She goes on to say that the role of "an ethically and spiritually informed mythology"
can heal "deep-rooted, unexorcised fears, desires and neuroses."
She admits that we can't simply ignore our rational education, but we can learn to appreciate the value of myth."We cannot completely recreate ourselves, cancel out the rational bias of our education, and return to a pre-modern sensibility. But we can acquire a more educated attitude to mythology. We are myth-making creatures ..."
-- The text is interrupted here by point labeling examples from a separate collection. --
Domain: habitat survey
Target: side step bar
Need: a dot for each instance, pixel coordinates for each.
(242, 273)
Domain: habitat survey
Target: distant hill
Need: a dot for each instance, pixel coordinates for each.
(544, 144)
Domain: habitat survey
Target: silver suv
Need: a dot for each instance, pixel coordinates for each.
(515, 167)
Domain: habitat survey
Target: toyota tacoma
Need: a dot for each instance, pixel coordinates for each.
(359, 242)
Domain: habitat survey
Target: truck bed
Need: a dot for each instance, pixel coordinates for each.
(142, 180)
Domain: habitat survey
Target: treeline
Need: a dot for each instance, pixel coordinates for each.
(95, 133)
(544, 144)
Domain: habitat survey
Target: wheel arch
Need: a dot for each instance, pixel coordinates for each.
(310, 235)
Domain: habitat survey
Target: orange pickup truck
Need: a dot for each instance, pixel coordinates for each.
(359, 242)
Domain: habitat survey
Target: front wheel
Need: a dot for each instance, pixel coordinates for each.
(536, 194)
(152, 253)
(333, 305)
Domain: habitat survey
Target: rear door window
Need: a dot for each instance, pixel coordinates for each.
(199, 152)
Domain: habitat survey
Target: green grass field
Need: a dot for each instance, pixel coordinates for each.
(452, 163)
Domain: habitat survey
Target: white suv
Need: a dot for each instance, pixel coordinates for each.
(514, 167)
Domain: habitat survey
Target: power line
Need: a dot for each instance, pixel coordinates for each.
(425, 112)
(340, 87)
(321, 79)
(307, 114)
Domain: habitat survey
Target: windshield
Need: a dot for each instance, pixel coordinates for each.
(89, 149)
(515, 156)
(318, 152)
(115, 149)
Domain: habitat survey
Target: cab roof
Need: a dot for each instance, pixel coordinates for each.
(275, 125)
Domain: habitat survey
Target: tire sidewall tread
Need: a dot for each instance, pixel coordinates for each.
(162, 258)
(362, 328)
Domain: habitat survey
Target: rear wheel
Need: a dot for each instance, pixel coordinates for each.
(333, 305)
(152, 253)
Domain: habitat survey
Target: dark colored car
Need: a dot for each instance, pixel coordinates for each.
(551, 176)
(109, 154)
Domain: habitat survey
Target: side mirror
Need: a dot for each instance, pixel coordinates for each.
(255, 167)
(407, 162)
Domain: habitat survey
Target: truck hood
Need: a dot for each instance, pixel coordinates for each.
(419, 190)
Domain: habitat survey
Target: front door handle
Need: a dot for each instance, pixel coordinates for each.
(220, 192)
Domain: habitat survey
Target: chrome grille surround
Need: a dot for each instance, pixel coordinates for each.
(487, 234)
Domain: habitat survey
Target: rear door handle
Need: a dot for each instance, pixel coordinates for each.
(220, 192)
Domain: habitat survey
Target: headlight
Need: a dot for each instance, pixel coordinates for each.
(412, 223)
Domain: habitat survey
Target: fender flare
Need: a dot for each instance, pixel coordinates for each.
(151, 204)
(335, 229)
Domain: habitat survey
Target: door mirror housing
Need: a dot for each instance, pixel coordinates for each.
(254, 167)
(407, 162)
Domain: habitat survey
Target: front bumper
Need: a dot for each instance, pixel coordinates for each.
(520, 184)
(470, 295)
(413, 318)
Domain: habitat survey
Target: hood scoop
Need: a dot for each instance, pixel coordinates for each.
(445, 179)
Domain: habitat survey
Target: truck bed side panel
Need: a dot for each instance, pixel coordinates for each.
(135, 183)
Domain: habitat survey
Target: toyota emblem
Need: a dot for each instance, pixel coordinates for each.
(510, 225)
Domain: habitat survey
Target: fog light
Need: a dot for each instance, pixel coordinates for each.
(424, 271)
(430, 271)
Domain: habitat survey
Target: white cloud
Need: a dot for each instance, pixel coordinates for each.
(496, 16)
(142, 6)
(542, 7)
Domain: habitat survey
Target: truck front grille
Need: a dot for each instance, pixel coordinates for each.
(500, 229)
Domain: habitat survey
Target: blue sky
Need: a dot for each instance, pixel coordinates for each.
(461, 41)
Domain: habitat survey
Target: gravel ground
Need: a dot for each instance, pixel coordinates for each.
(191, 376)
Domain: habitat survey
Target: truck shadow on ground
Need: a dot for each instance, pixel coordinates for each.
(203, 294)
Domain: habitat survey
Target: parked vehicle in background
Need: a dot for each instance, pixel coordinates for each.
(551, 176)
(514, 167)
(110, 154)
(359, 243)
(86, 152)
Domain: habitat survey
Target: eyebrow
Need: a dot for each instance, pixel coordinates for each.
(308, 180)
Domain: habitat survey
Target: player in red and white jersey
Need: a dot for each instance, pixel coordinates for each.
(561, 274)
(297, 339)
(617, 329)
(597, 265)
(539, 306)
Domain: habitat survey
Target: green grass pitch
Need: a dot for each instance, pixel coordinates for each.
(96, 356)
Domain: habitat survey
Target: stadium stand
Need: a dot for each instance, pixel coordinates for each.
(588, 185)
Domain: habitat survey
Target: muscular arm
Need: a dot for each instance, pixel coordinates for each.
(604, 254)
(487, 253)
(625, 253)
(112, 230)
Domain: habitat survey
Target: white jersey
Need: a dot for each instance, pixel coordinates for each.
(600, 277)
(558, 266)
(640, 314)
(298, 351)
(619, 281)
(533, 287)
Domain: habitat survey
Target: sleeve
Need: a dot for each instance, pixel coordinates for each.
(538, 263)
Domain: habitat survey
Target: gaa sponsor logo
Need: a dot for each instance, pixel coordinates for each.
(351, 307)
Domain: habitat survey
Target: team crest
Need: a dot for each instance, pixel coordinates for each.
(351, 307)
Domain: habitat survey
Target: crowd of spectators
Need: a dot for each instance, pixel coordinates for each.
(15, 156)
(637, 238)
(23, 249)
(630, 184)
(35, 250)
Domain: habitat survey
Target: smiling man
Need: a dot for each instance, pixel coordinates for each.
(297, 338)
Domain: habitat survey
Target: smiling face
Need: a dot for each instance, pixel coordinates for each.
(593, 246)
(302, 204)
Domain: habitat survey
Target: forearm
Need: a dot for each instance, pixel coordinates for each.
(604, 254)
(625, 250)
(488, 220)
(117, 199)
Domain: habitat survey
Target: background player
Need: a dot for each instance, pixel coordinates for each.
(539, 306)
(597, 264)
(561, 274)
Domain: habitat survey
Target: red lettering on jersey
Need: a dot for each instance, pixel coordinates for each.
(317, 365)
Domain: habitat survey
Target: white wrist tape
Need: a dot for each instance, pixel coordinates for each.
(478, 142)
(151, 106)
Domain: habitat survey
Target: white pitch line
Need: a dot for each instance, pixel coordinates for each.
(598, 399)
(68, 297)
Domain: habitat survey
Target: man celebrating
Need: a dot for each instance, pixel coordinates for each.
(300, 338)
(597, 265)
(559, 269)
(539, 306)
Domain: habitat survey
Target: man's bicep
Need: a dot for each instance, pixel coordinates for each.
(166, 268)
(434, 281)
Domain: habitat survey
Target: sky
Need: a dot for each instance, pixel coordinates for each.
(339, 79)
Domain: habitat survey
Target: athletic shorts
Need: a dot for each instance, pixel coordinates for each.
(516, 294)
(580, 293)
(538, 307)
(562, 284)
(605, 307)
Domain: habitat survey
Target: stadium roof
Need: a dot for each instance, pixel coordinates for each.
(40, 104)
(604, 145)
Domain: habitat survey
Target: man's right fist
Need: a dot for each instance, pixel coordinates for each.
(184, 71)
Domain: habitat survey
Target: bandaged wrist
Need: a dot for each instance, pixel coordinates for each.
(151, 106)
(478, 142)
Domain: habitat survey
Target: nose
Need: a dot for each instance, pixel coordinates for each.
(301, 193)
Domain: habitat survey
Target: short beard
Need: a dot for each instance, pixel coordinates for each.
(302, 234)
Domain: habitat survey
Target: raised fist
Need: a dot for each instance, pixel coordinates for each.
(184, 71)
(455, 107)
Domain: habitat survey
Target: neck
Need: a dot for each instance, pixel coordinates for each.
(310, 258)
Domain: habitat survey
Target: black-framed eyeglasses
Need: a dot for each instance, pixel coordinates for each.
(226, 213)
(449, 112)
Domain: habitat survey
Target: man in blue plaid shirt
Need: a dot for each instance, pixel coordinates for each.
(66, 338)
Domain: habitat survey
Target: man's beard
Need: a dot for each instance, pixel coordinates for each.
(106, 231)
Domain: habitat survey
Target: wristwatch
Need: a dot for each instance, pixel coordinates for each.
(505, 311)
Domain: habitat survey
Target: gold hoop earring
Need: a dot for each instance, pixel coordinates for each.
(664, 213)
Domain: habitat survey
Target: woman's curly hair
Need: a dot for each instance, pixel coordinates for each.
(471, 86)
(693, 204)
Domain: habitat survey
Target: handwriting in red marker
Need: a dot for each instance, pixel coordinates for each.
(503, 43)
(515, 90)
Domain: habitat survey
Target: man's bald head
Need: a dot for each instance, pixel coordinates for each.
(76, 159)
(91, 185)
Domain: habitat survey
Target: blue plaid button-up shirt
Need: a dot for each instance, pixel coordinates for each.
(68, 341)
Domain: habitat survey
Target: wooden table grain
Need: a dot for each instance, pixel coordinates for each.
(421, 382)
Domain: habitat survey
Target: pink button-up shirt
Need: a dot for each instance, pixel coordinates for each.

The following is my commentary (not necessarily ideas from the book):
Near the end of the book she gives a good summary of outstanding examples of 20th Century literary fiction, and she describes how the literature speaks to modern myth. It's a list of literature that most English teachers would probably support, but it's not necessarily the literature that has been widely read. Which is an observation that can probably be applied to this book as well. I'm not so sure that the view of myth presented in the book is the sort of view that can be appreciated by the population at large.
She is obviously accentuating the positive side of myth in this book. However, I can't help but think that the rise of radical fundamentalism in various faith traditions is a negative use of myth. So if our goal is to save the world's human community from militant religious fundamentalism which approach do you suppose is the more effective; A declaration that all myth is false, or a suggestion of an alternative interpretation of myth? I guess I'm suggesting that the later is the preferred approach. And this is a good reason to be informed about how myth can help us understand both ourselves and others.